Group LTC policies may have provisions for non-restricted or open enrollment periods and underwriting
may be required. Group plans may or may not be guaranteed renewable or tax qualified. Some group
plans include language allowing the insurance company to replace the policy with a similar policy and to
change the premiums at that time. Some group plans can be canceled by the insurance company. To
compensate for the higher insurance risk group plans may have higher deductibles and lower benefits
than individual plans.Some group plans have a 3 ADL requirement for nursing care.
The Consolidated Omnibus Budget Reconciliation Act (COBRA) provides certain former employees, retirees,
spouses, former spouses, and dependent children the right to temporary continuation of health coverage
at group rates.
Retirement systems may offer long-term care insurance similar to a group plan. These organizations are
not regulated by the state insurance departments. They can increase rates and make changes to policies
without state scrutiny and approval, so one should beware, and again have a good Financial Planner that
can delve into these finer points.
Long-term care insurance rates are determined by six main factors:
1. The Person's Age
2. The daily (or monthly) Benefit
3. How Long the Benefits Pay
4. The Elimination Period
5. Inflation Protection
6. The Health Rating (preferred, standard, sub-standard).

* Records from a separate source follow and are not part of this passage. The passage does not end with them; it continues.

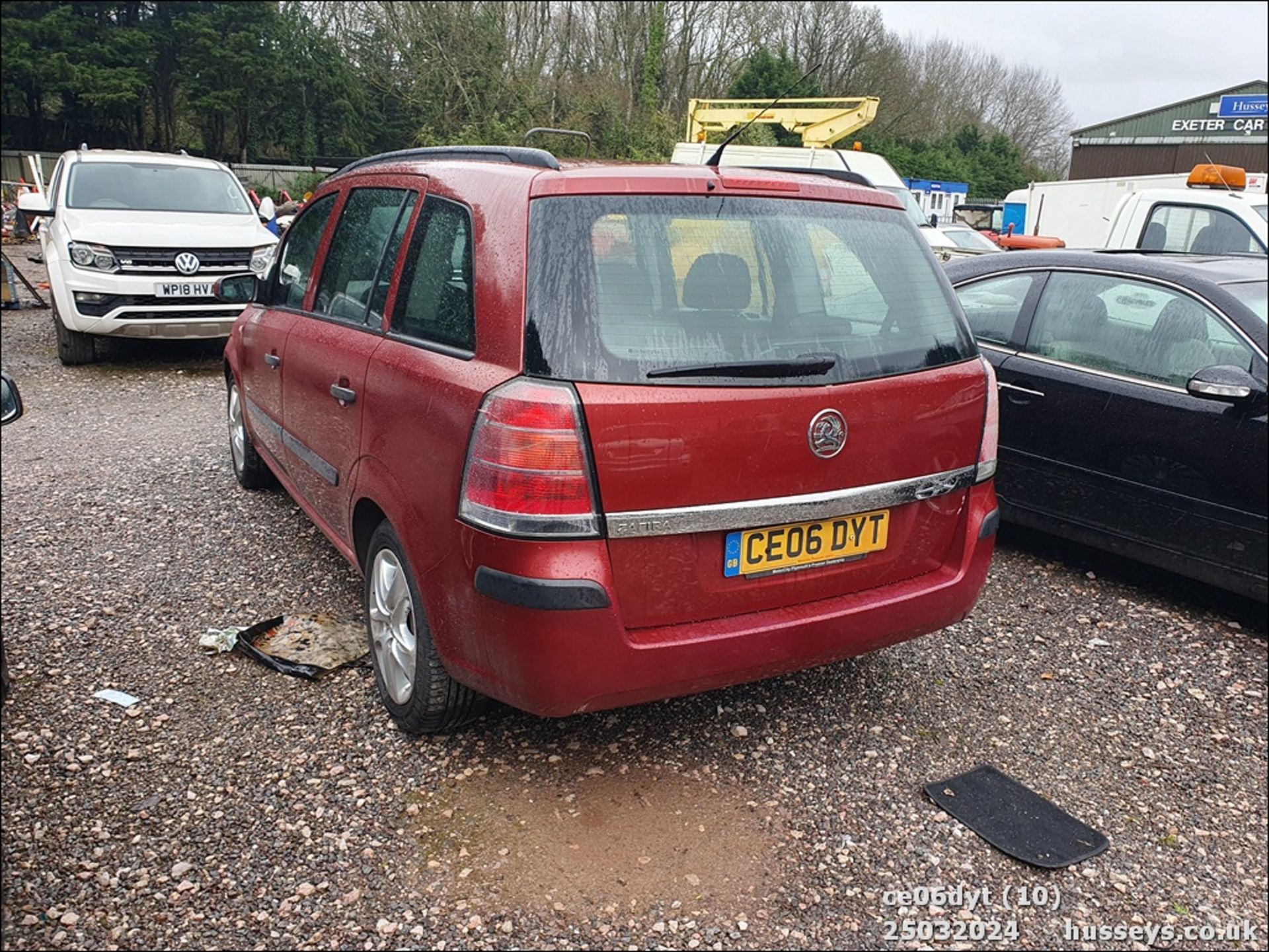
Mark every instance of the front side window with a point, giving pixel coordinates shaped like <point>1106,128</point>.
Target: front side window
<point>1254,296</point>
<point>1132,328</point>
<point>299,252</point>
<point>993,306</point>
<point>626,288</point>
<point>1198,231</point>
<point>145,187</point>
<point>352,266</point>
<point>436,301</point>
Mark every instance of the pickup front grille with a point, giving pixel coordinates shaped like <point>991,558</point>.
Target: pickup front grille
<point>164,260</point>
<point>227,316</point>
<point>132,301</point>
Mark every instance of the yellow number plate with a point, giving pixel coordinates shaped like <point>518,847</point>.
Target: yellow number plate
<point>759,552</point>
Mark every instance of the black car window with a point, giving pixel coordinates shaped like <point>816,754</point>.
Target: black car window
<point>436,302</point>
<point>365,227</point>
<point>993,306</point>
<point>1198,231</point>
<point>299,250</point>
<point>1131,328</point>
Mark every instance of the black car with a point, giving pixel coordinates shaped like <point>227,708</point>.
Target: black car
<point>1132,412</point>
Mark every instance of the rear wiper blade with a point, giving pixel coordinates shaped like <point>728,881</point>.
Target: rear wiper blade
<point>797,367</point>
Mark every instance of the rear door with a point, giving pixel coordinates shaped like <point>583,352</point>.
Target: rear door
<point>646,302</point>
<point>330,346</point>
<point>1103,433</point>
<point>264,331</point>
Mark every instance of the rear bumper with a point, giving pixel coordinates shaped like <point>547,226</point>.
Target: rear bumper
<point>557,662</point>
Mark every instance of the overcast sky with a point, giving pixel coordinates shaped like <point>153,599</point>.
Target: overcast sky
<point>1113,59</point>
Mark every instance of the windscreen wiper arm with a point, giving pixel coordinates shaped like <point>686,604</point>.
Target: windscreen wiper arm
<point>797,367</point>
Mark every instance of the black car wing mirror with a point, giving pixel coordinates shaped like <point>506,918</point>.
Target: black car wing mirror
<point>1225,382</point>
<point>11,401</point>
<point>237,288</point>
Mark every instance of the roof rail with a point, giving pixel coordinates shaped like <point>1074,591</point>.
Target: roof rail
<point>510,155</point>
<point>839,174</point>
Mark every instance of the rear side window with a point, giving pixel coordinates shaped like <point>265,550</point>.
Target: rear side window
<point>993,306</point>
<point>1198,231</point>
<point>623,285</point>
<point>434,302</point>
<point>299,252</point>
<point>365,231</point>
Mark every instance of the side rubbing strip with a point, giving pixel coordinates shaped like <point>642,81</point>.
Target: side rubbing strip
<point>786,509</point>
<point>263,421</point>
<point>315,463</point>
<point>311,459</point>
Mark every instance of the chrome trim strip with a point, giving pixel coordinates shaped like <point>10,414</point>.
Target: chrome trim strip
<point>1096,372</point>
<point>786,509</point>
<point>998,348</point>
<point>1004,386</point>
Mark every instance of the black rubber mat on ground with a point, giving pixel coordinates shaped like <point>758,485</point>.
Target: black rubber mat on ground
<point>1017,821</point>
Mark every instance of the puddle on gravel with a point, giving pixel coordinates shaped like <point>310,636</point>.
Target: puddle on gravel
<point>598,843</point>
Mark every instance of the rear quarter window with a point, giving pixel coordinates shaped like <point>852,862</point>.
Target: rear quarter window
<point>623,285</point>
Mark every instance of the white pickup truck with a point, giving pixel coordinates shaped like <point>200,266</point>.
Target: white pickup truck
<point>1216,209</point>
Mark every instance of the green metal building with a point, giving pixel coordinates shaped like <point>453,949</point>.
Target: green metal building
<point>1226,127</point>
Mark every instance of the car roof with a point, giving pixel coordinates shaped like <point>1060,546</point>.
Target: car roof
<point>608,178</point>
<point>120,155</point>
<point>1187,269</point>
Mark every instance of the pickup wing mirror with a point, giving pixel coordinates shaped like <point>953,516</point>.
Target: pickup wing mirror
<point>1225,382</point>
<point>237,288</point>
<point>33,203</point>
<point>11,401</point>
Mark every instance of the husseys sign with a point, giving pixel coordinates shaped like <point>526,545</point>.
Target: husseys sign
<point>1245,114</point>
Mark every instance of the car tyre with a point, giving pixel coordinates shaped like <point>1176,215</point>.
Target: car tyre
<point>418,691</point>
<point>74,348</point>
<point>250,470</point>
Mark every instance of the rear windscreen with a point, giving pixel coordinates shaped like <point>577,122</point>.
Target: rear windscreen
<point>623,287</point>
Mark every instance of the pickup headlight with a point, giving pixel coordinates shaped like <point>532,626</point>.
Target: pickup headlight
<point>93,256</point>
<point>260,259</point>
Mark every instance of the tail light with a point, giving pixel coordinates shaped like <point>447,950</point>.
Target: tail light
<point>527,467</point>
<point>990,427</point>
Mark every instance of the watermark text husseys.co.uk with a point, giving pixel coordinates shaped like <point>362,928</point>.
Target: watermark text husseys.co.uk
<point>1163,932</point>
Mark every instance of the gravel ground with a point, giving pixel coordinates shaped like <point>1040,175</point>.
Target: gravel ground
<point>235,808</point>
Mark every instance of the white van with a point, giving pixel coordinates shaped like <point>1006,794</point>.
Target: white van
<point>134,242</point>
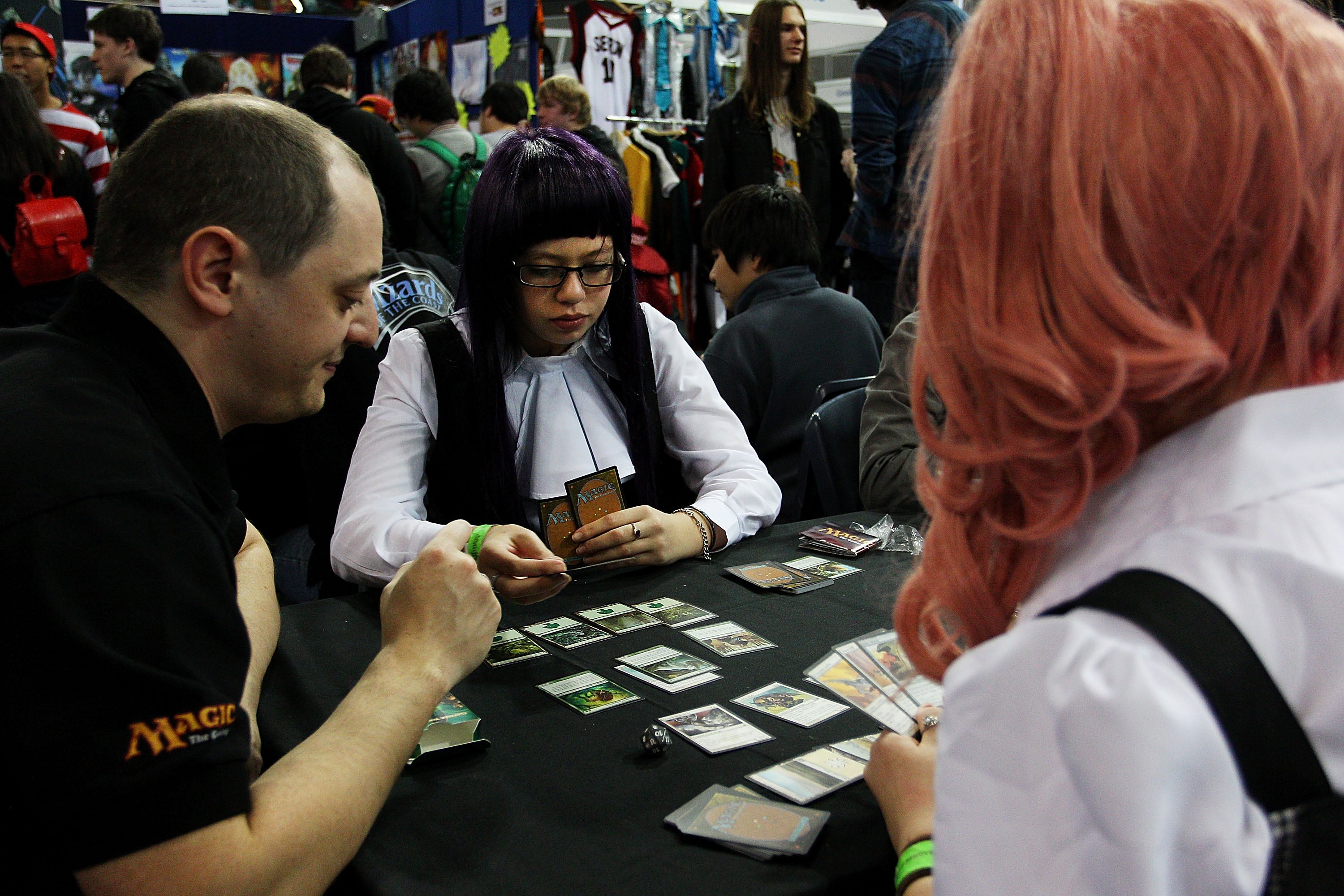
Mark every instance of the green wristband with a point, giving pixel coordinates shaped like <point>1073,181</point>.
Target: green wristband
<point>474,544</point>
<point>914,863</point>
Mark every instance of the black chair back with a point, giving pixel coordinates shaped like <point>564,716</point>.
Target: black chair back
<point>828,468</point>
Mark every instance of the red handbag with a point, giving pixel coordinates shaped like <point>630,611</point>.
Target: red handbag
<point>49,236</point>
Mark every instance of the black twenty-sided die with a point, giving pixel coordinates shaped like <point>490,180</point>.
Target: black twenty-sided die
<point>656,739</point>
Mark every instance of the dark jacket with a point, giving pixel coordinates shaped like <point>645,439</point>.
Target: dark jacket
<point>603,142</point>
<point>143,101</point>
<point>375,143</point>
<point>737,154</point>
<point>787,338</point>
<point>887,440</point>
<point>27,306</point>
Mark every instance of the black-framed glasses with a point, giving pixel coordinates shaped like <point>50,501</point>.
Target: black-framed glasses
<point>551,276</point>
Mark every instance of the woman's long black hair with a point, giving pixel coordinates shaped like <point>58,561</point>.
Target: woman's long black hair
<point>538,186</point>
<point>26,146</point>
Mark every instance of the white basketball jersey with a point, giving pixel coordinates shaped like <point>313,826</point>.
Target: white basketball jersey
<point>607,66</point>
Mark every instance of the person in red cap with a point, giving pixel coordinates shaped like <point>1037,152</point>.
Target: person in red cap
<point>381,107</point>
<point>30,56</point>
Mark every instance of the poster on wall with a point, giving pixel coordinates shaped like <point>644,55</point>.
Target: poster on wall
<point>88,93</point>
<point>471,70</point>
<point>289,64</point>
<point>382,66</point>
<point>435,53</point>
<point>405,61</point>
<point>175,58</point>
<point>256,73</point>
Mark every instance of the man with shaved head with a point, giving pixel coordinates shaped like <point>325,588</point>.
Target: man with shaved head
<point>234,254</point>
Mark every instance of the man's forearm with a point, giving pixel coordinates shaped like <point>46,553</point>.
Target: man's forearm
<point>261,612</point>
<point>311,810</point>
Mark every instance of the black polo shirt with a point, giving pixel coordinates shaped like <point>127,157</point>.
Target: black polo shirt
<point>124,649</point>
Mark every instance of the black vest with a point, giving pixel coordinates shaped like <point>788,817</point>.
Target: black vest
<point>457,488</point>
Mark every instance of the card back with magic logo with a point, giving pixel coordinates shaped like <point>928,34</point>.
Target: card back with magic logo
<point>596,495</point>
<point>557,527</point>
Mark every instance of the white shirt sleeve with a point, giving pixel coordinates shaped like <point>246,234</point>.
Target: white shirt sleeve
<point>381,524</point>
<point>1078,758</point>
<point>732,485</point>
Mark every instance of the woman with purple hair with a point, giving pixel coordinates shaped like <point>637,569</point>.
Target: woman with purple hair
<point>550,374</point>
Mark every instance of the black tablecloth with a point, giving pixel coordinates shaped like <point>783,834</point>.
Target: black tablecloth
<point>569,804</point>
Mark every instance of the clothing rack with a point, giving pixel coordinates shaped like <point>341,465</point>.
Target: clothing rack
<point>659,121</point>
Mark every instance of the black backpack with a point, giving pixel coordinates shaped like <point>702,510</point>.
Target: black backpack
<point>1277,763</point>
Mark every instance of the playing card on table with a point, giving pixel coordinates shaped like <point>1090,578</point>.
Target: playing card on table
<point>791,704</point>
<point>843,680</point>
<point>619,618</point>
<point>714,728</point>
<point>811,775</point>
<point>511,646</point>
<point>674,613</point>
<point>728,638</point>
<point>734,817</point>
<point>769,574</point>
<point>588,692</point>
<point>566,633</point>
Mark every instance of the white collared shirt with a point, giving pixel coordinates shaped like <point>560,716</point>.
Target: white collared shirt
<point>1077,757</point>
<point>381,524</point>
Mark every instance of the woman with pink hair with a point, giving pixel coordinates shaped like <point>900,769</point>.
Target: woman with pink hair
<point>1131,306</point>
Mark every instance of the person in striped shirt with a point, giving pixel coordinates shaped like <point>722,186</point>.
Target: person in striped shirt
<point>30,56</point>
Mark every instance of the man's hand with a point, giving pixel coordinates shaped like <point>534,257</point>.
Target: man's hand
<point>646,535</point>
<point>901,777</point>
<point>440,609</point>
<point>519,566</point>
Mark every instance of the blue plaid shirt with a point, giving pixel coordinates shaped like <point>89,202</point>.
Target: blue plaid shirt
<point>897,80</point>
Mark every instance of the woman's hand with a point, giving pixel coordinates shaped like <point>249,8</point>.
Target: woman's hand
<point>521,569</point>
<point>647,536</point>
<point>901,777</point>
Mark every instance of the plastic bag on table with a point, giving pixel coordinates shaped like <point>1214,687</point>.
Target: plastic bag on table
<point>894,538</point>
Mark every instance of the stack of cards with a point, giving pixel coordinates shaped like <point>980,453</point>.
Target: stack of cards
<point>758,828</point>
<point>834,539</point>
<point>729,638</point>
<point>668,669</point>
<point>819,771</point>
<point>714,728</point>
<point>674,613</point>
<point>588,692</point>
<point>875,675</point>
<point>586,499</point>
<point>822,567</point>
<point>791,704</point>
<point>619,618</point>
<point>452,724</point>
<point>513,646</point>
<point>566,633</point>
<point>769,574</point>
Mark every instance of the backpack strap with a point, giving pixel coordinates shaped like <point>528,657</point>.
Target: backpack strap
<point>1277,763</point>
<point>443,152</point>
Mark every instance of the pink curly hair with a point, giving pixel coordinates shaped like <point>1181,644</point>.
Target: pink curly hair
<point>1135,217</point>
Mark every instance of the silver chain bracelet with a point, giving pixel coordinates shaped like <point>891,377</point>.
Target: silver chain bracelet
<point>705,531</point>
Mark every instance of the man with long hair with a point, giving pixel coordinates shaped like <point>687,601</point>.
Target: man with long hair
<point>897,80</point>
<point>775,132</point>
<point>1133,311</point>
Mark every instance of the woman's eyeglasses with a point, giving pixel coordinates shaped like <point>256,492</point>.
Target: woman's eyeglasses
<point>551,276</point>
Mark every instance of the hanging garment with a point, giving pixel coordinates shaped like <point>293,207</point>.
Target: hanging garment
<point>608,46</point>
<point>640,168</point>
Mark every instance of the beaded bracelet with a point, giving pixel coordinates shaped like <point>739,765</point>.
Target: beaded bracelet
<point>474,544</point>
<point>705,531</point>
<point>914,863</point>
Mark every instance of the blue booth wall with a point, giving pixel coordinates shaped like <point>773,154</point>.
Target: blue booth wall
<point>245,31</point>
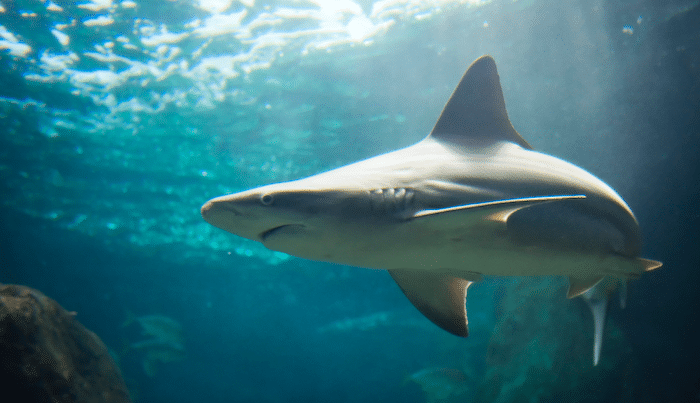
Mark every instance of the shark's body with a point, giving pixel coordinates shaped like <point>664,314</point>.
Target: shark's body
<point>472,198</point>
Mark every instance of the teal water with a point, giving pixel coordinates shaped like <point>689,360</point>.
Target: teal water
<point>119,119</point>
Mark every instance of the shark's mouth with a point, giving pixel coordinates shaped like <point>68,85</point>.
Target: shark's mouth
<point>286,229</point>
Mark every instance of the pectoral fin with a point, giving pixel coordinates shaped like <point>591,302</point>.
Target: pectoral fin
<point>441,298</point>
<point>599,308</point>
<point>579,285</point>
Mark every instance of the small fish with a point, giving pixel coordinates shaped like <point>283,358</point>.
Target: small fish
<point>440,384</point>
<point>472,198</point>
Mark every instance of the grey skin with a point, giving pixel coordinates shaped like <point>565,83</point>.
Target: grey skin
<point>471,199</point>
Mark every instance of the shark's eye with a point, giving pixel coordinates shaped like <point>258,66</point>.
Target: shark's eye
<point>266,199</point>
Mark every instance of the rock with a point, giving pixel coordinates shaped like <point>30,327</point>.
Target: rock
<point>47,356</point>
<point>541,348</point>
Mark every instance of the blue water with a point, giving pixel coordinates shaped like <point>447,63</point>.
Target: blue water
<point>119,119</point>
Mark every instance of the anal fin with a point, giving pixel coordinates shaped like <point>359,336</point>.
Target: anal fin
<point>440,297</point>
<point>579,285</point>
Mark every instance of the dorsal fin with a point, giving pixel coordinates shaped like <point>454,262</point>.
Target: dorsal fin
<point>476,110</point>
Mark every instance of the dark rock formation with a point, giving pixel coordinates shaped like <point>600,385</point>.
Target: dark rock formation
<point>47,356</point>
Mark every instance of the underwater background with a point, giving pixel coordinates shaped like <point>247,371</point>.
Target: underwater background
<point>119,119</point>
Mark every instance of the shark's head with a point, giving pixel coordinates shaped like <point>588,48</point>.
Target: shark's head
<point>282,216</point>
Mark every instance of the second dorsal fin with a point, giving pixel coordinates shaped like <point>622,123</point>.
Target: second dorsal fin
<point>476,110</point>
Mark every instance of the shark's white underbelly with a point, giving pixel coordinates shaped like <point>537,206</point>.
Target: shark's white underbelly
<point>490,254</point>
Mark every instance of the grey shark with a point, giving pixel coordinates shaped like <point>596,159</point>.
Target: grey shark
<point>472,198</point>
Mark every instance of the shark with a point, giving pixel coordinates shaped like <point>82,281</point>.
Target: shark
<point>597,299</point>
<point>473,198</point>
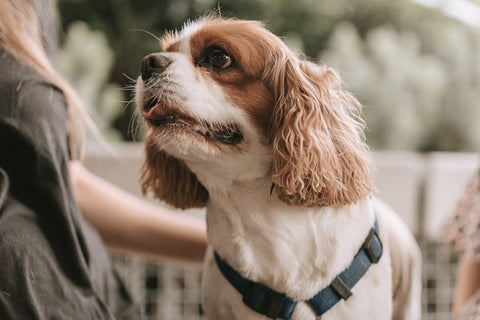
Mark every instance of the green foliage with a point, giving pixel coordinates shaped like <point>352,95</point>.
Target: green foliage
<point>416,71</point>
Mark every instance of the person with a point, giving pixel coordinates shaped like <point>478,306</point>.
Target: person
<point>54,263</point>
<point>462,232</point>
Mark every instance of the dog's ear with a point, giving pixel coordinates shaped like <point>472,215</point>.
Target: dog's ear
<point>319,154</point>
<point>170,180</point>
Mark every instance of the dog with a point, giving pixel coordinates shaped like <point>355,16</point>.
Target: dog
<point>274,149</point>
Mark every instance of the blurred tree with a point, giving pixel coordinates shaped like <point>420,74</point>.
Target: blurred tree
<point>416,70</point>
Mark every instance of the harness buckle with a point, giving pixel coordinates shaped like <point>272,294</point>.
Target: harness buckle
<point>373,246</point>
<point>264,300</point>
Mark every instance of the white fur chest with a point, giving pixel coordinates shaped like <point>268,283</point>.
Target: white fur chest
<point>294,251</point>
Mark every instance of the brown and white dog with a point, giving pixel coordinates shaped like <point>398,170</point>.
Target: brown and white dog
<point>274,149</point>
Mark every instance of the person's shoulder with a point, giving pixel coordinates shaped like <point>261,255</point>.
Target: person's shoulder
<point>22,87</point>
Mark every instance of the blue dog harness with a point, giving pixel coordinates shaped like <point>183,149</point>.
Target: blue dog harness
<point>277,305</point>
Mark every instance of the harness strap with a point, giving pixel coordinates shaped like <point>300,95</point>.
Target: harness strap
<point>277,305</point>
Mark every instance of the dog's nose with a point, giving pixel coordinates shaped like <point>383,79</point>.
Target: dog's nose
<point>154,63</point>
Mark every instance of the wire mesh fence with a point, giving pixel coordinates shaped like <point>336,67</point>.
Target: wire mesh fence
<point>173,293</point>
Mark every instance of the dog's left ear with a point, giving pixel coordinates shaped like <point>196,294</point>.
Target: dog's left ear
<point>320,158</point>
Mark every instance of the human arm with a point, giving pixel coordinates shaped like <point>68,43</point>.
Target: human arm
<point>467,283</point>
<point>130,224</point>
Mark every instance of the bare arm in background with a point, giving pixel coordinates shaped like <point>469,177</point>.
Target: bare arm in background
<point>132,225</point>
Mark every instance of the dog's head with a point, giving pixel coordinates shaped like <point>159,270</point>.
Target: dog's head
<point>227,91</point>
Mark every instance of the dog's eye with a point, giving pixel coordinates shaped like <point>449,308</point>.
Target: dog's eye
<point>219,59</point>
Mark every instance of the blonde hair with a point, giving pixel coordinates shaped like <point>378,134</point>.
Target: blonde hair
<point>22,37</point>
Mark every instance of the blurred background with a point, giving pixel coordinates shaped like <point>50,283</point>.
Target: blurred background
<point>413,64</point>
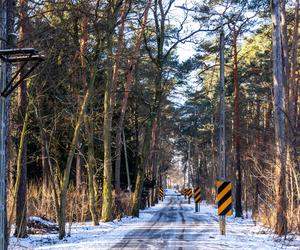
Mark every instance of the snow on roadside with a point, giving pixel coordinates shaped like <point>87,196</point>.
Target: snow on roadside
<point>201,231</point>
<point>85,235</point>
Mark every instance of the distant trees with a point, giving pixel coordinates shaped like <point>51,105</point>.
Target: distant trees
<point>111,68</point>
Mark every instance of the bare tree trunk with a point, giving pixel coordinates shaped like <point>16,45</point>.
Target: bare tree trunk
<point>279,120</point>
<point>107,126</point>
<point>21,202</point>
<point>128,84</point>
<point>136,197</point>
<point>66,176</point>
<point>89,124</point>
<point>237,140</point>
<point>293,93</point>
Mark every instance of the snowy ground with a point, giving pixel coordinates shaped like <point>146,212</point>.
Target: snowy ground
<point>172,224</point>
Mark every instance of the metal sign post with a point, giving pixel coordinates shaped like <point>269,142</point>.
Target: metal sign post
<point>222,149</point>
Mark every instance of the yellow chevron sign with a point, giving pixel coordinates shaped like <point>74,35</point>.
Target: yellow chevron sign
<point>189,192</point>
<point>224,198</point>
<point>197,194</point>
<point>161,193</point>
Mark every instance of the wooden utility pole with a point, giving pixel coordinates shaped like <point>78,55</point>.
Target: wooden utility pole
<point>222,148</point>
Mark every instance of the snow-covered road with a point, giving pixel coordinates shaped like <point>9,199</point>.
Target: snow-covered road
<point>171,224</point>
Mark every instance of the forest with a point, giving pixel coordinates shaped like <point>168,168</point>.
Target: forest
<point>114,110</point>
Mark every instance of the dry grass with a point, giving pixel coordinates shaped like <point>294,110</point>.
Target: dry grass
<point>42,204</point>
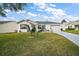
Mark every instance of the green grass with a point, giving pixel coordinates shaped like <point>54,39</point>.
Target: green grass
<point>73,31</point>
<point>45,44</point>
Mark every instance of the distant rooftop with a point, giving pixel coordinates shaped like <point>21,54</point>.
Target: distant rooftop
<point>46,22</point>
<point>2,22</point>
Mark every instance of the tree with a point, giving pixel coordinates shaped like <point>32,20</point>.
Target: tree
<point>63,21</point>
<point>11,6</point>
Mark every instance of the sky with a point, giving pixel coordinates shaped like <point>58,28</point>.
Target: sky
<point>54,12</point>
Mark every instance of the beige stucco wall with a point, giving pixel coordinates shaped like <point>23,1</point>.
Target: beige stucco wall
<point>8,27</point>
<point>23,30</point>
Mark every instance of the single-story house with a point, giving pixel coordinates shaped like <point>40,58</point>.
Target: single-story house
<point>26,26</point>
<point>70,25</point>
<point>7,26</point>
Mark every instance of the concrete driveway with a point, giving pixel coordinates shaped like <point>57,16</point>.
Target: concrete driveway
<point>72,37</point>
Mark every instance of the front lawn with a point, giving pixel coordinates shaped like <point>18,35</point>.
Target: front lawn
<point>45,44</point>
<point>73,31</point>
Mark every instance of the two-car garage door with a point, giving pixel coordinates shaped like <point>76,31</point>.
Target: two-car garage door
<point>55,28</point>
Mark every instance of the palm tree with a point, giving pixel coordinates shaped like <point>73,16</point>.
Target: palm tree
<point>11,6</point>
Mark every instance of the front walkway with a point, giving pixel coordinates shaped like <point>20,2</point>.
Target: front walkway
<point>72,37</point>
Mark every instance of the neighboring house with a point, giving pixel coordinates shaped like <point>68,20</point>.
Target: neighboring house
<point>70,25</point>
<point>26,26</point>
<point>7,26</point>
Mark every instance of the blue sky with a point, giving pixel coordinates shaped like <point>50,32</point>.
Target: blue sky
<point>46,12</point>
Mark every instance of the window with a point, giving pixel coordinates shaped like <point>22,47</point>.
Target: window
<point>24,26</point>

Most companies will give couple's and multi-life discounts on individual policies. Some companies define
“couples” not only as spouses, but also to two people who meet criteria for living together in a committed
relationship and sharing basic living expenses. The average age of purchasers has dropped from 68 years
in 1990 to 61 years in 2005, and the number of purchasers who are under age 65 has increased
significantly.
Most companies offer multiple premium payment modes: annual, semi-annual, quarterly, and monthly.
Companies add a percentage for more frequent payment than annual. Options such as spousal
survivorship, non-forfeiture, restoration of benefits and return of premium are available with most plans.
The Deficit Reduction Act of 2005 makes the Partnership for Long Term Care available to all states.
Partnership provides "lifetime asset protection" from the Medicaid spend-down requirement.
Originally four states had Partnership plans New York, Indiana, Connecticut and California. As of October
2008, an additional 16 states had active Long Term Care Insurance Partnership programs.
YOU SHOULD NOT PURCHASE any long term care insurance if you currently receive or may soon receive
Medicaid benefits, if you have limited assets and can’t afford the premiums over the lifetime of your policy,
or if your only source of income is a social security benefit or supplemental security income.